The bankruptcy of the state and the betrayal of trust can no longer remain invisible. We must fight for a society where education is not a gamble on hope but a genuine bridge to opportunity, where governments build real pathways for their citizens to prosper, and where young people are no longer blamed for a system that crushes them. One that was never designed to ensure their flourishing.
Farida Bemba Nabourema, A Disillusioned African Citizen!
All Paid Courses (Free for First 4500 People)
𝗣𝗮𝗶𝗱 𝗖𝗼𝘂𝗿𝘀𝗲 𝗙𝗥𝗘𝗘 (PART - 1)
1. Artificial Intelligence
2. Machine Learning
3. Cloud Computing
4. Ethical Hacking
5. Data Analytics
6. AWS Certified
7. Data Science
8. BIG DATA
9. Python
10. MBA
(72 Hours only )
To get-
1. Like & Retweet to get DM
2. Reply " All "
A U.S. Army Private First Class, Shamika Burrage, was involved in a car accident in 2016 which resulted in her left ear being torn off.
Surgeons at William Beaumont Army Medical Center in El Paso, Texas, performed an advanced reconstructive procedure instead of leaving her disfigured.

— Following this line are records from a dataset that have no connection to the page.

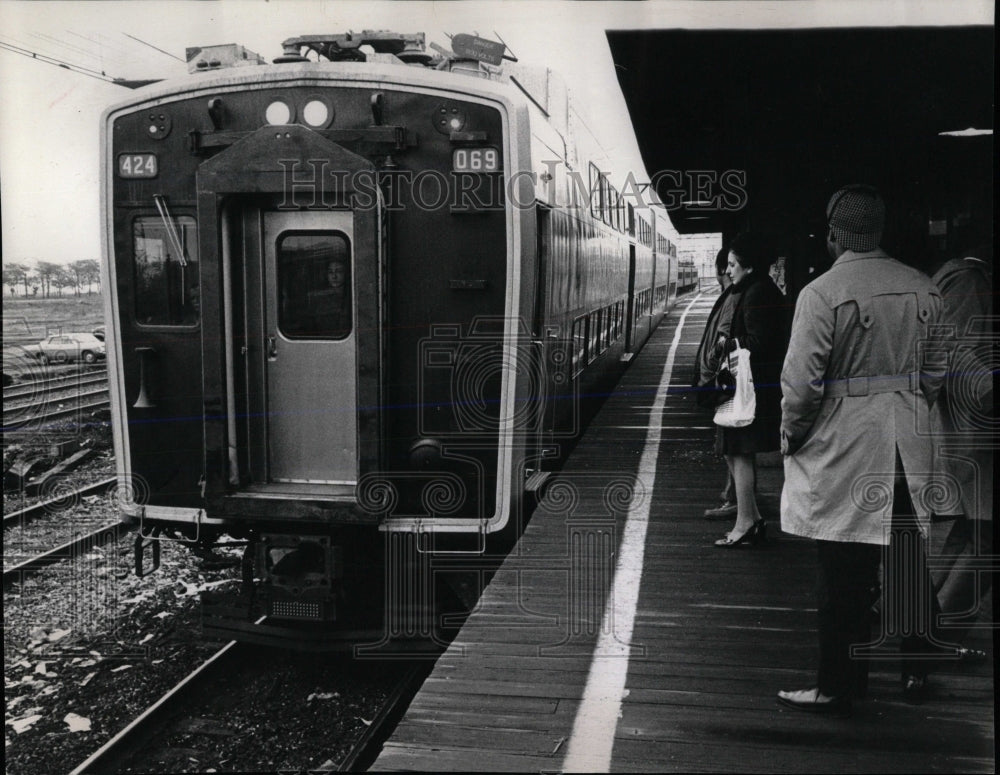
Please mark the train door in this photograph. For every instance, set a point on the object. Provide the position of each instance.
(631, 335)
(310, 361)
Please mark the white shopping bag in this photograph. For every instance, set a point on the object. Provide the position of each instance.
(739, 410)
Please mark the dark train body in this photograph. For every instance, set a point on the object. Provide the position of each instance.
(481, 297)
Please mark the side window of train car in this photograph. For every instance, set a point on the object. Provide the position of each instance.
(579, 344)
(314, 285)
(165, 267)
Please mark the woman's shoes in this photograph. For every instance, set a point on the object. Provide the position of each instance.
(755, 533)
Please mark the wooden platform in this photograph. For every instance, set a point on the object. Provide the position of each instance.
(715, 632)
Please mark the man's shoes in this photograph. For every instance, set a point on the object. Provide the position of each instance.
(811, 701)
(970, 656)
(725, 511)
(914, 688)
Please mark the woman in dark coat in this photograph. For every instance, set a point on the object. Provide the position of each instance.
(760, 324)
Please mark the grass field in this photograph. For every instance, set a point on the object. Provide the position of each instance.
(28, 321)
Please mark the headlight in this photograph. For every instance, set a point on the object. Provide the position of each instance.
(278, 113)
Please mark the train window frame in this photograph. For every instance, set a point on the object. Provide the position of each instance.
(593, 335)
(311, 289)
(579, 338)
(595, 192)
(182, 218)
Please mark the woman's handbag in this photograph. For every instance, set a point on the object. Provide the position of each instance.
(739, 411)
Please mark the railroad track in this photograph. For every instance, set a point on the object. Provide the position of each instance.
(137, 746)
(58, 503)
(77, 547)
(45, 417)
(39, 390)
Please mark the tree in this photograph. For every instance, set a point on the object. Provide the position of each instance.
(16, 273)
(64, 277)
(46, 272)
(88, 271)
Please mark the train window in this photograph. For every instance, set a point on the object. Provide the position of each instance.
(593, 338)
(595, 192)
(314, 285)
(165, 265)
(579, 344)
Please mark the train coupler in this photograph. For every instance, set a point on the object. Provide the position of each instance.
(143, 542)
(300, 576)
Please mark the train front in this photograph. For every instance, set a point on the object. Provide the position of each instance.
(314, 276)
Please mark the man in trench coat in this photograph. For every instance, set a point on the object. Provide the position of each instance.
(855, 397)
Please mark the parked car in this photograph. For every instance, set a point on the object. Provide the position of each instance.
(63, 348)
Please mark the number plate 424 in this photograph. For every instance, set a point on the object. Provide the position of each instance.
(137, 165)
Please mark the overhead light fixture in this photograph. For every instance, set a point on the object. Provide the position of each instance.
(969, 132)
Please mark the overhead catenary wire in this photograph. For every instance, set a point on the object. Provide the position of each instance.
(99, 75)
(155, 48)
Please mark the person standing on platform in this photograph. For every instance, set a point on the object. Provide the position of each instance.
(759, 324)
(963, 419)
(707, 361)
(854, 397)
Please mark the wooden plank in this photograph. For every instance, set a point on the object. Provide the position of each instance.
(716, 632)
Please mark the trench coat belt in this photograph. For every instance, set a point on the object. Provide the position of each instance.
(866, 386)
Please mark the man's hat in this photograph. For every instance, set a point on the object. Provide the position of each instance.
(856, 215)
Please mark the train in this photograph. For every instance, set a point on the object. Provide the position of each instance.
(360, 300)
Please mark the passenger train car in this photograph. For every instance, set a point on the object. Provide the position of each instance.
(357, 296)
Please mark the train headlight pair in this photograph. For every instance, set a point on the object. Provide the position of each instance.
(315, 113)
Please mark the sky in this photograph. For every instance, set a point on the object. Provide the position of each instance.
(50, 117)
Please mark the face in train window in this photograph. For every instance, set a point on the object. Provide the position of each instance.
(165, 261)
(314, 285)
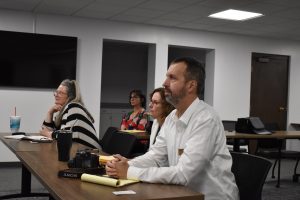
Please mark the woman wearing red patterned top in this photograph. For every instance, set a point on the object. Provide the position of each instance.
(138, 118)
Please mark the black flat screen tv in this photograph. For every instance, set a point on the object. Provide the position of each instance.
(29, 60)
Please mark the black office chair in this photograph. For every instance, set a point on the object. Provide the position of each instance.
(250, 173)
(269, 148)
(229, 125)
(105, 141)
(116, 142)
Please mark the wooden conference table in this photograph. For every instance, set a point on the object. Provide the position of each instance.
(280, 135)
(40, 160)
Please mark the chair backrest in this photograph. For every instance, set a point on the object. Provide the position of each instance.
(121, 143)
(116, 142)
(250, 174)
(229, 125)
(105, 141)
(269, 143)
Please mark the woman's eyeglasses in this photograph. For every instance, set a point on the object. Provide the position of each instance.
(59, 93)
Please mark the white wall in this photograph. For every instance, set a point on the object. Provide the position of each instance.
(231, 81)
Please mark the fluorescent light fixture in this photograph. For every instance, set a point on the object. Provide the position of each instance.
(236, 15)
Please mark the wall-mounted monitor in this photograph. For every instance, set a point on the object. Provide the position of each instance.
(29, 60)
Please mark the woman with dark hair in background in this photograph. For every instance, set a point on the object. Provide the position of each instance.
(69, 111)
(138, 118)
(159, 110)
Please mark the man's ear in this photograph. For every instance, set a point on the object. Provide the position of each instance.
(192, 85)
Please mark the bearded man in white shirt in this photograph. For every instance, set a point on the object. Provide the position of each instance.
(191, 148)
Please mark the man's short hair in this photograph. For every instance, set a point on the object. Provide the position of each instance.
(194, 71)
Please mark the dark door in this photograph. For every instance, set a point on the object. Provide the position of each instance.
(269, 88)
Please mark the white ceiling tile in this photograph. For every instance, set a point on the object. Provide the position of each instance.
(130, 18)
(161, 5)
(291, 13)
(179, 17)
(163, 22)
(144, 12)
(66, 7)
(27, 5)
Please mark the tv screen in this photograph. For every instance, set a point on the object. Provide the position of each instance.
(36, 60)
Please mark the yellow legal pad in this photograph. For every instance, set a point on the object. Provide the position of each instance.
(106, 180)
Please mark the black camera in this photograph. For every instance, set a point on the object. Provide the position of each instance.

They took cartilage from her ribs and shaped it into a new ear, which was then surgically placed and grown beneath the skin of her forearm for several months.
This technique allowed the ear to develop its own blood vessels, nerves, and soft tissue.
Once the ear was fully grown and viable, it was successfully transplanted back onto her head, restoring both its appearance and sensation.
every god-fearing generation of men maintain and uphold The Wire Box, a strategic reserve of technical entropy from which the anonymous will rise up and become the prophesied Chosen Wire in Our Time of Need.